Avanan now enhances protection against phishing attacks that abuse Microsoft 365 calendar invitations by ensuring malicious calendar events are removed even when the original email is blocked.

Phishing attacks continue to evolve, and attackers increasingly use malicious calendar invitations to trick users into interacting with fraudulent meetings, links, or attachments. While Avanan’s inline protection already prevents these attacks from reaching users’ inboxes, calendar-based artifacts can sometimes remain in the user’s calendar even after the original email is blocked.

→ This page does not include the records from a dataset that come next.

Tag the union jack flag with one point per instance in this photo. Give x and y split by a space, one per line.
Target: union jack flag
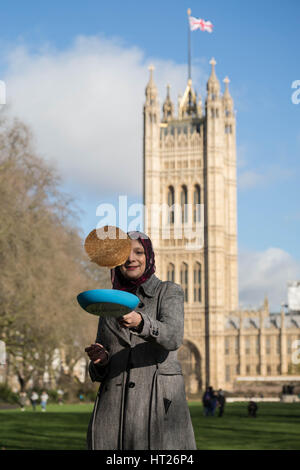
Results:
197 23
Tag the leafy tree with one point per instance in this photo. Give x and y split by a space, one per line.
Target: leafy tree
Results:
43 264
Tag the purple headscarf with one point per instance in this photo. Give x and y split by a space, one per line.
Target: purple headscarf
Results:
119 281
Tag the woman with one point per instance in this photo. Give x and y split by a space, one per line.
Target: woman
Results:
141 403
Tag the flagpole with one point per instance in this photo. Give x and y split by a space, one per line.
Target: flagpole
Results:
189 46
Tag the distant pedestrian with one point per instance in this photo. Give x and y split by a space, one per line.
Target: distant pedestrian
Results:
221 402
22 400
252 409
34 399
44 399
206 400
60 394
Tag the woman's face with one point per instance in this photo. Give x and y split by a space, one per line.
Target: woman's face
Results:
135 265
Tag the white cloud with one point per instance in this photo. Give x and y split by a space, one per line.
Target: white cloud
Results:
273 174
85 107
266 273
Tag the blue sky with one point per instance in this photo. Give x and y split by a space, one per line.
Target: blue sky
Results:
255 43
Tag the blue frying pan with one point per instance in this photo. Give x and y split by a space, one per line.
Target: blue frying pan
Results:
107 302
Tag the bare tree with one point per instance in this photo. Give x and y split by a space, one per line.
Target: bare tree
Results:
43 265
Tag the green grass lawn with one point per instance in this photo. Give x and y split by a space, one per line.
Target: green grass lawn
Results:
277 426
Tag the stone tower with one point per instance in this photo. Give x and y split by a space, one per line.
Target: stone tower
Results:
190 166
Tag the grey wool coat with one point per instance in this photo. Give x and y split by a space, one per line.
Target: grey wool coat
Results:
141 403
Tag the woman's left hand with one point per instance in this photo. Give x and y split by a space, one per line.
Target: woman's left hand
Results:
130 320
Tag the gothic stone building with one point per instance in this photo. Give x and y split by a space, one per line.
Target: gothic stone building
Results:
190 162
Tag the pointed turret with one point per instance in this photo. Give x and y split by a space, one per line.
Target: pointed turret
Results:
227 99
213 84
151 90
168 107
188 103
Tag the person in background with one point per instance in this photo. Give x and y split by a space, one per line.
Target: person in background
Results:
22 400
44 399
213 401
221 402
34 399
252 409
60 394
206 400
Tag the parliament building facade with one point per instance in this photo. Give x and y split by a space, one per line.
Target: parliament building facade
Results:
190 165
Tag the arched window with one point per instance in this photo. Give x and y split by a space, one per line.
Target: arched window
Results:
171 201
197 202
171 272
184 280
183 202
197 283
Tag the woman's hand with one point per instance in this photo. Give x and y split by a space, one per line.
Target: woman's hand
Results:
130 320
97 353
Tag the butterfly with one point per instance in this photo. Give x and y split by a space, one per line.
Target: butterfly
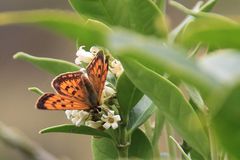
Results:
78 90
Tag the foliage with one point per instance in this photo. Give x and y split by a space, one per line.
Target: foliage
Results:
198 97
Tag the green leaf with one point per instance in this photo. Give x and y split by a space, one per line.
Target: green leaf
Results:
140 113
64 22
212 30
161 58
127 94
67 128
140 147
226 120
139 15
104 148
159 124
53 66
171 102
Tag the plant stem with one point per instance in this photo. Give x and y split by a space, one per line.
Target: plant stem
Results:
213 145
148 129
123 143
159 123
171 145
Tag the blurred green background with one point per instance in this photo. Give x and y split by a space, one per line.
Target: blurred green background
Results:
17 103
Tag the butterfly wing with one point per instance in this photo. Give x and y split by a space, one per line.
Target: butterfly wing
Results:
52 101
71 93
71 85
97 72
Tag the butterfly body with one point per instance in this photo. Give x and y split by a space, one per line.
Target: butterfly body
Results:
78 90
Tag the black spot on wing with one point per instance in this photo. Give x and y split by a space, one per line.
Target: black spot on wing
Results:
41 101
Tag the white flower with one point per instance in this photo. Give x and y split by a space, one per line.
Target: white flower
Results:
116 67
68 114
83 56
77 117
110 120
94 50
108 91
93 124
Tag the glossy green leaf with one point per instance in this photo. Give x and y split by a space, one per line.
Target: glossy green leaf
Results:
140 147
53 66
103 148
64 22
160 58
67 128
140 113
127 94
140 15
226 120
171 102
213 30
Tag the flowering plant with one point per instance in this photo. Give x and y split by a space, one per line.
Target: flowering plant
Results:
184 81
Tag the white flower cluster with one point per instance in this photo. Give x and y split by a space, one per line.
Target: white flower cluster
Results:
80 117
87 56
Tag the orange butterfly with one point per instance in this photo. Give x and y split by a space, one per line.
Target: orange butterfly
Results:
78 90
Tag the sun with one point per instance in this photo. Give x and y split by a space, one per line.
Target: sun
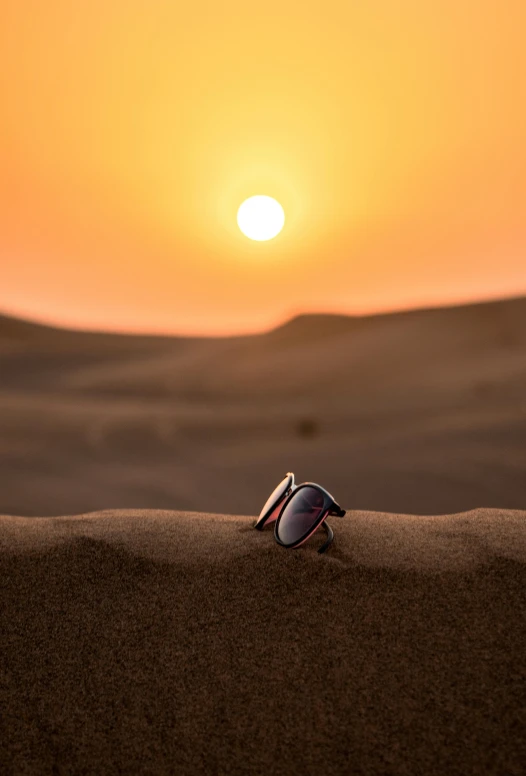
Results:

With this enhancement, Avanan automatically removes malicious calendar invitations when the associated phishing email is blocked. This ensures that users are not exposed to lingering calendar events that could still lead them to malicious links or social engineering attempts. By extending protection beyond the inbox and into the calendar environment, organizations gain stronger end-to-end defense against phishing campaigns that attempt to exploit collaboration tools.

In order to support this capability, Avanan requires permission to remove calendar invitations through the Microsoft 365 Mail application. Customers who deployed Avanan prior to March 2026 should re-authorize the Office 365 Mail app to grant the required permission.

To re-authorize the application:

  1. Go to Security Settings > SaaS Applications

  2. Select Office 365 Mail

  3. Click Configure

  4. Click “Re-Authorize Check Point Office365 Emails App”

  5. Approve the requested permissions

Note – The permissions must be approved using a Microsoft 365 account from the protected tenant with at least the Privileged Role Administrator role.